Hi All,
This is a follow-up to my previous post here
I intend to cluster tissues based on gene expression levels. I am trying to replicate figure 1 of this paper
Based on the inputs given in my previous post, the input data has been converted to the following format using categorical information of gene expression levels for more than 1000 genes. I have presented the data with two columns of ensembl gene id's for the purpose of illustration.
ENSG00000000003 ENSG00000000419 ....
adrenal gland 1.000000 4.000000 ...
appendix 2.000000 3.500000 ...
bone marrow 1.000000 3.000000 ...
breast 2.000000 3.000000 ...
bronchus 4.000000 3.000000 ...
caudate 1.000000 2.500000 ...
From the above data, I'd like to compute the spearman's rho correlation matrix and convert it to a distance measure for clustering.

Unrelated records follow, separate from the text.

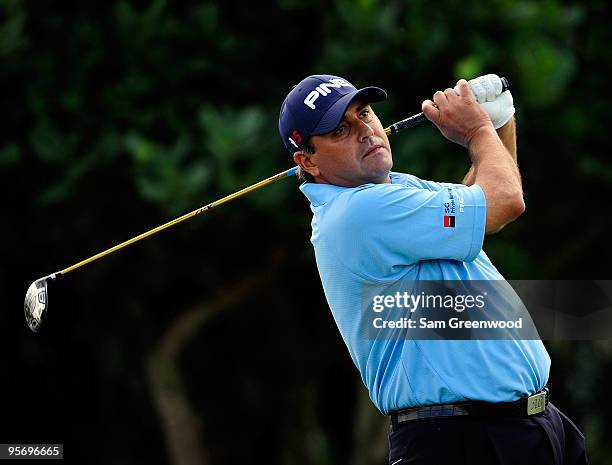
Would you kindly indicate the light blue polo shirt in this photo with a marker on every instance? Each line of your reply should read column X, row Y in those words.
column 398, row 231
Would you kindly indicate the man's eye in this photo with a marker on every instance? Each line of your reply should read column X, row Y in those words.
column 366, row 115
column 339, row 130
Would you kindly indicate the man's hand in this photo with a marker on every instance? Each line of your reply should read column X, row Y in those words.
column 462, row 120
column 458, row 117
column 487, row 90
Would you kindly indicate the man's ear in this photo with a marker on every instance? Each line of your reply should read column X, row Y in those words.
column 304, row 161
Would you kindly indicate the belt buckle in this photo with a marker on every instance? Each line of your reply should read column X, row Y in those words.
column 536, row 403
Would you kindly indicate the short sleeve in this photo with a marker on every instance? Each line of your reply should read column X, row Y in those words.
column 401, row 225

Could someone explain how spearman's rho correlation has to be computed ? (I looked at in-built functions in R suggested in my previous post. However, I would like to understand how it is computed)
Many thanks for the link. I read thorough the explanation . I'd like to ask for clarifications on how to interpret the computation of correlation matrix
The following is the sample data that is considered
Using
corr <- cor(df,method = "spearman")
the following output is obtained
From what I understand the above matrix is constructed using df^T(transpose)*df which gives a tissue x tissue correlation matrix with variances on the diagonals and covariance on the non-diagonal entries. Could you please explain how this matrix can be interpreted?
Also, in the above-mentioned link a formula is mentioned when all the ranks are distinct. Could you please explain how to assign ranks when the values of a variable is not distinct (e.g data stored in df)?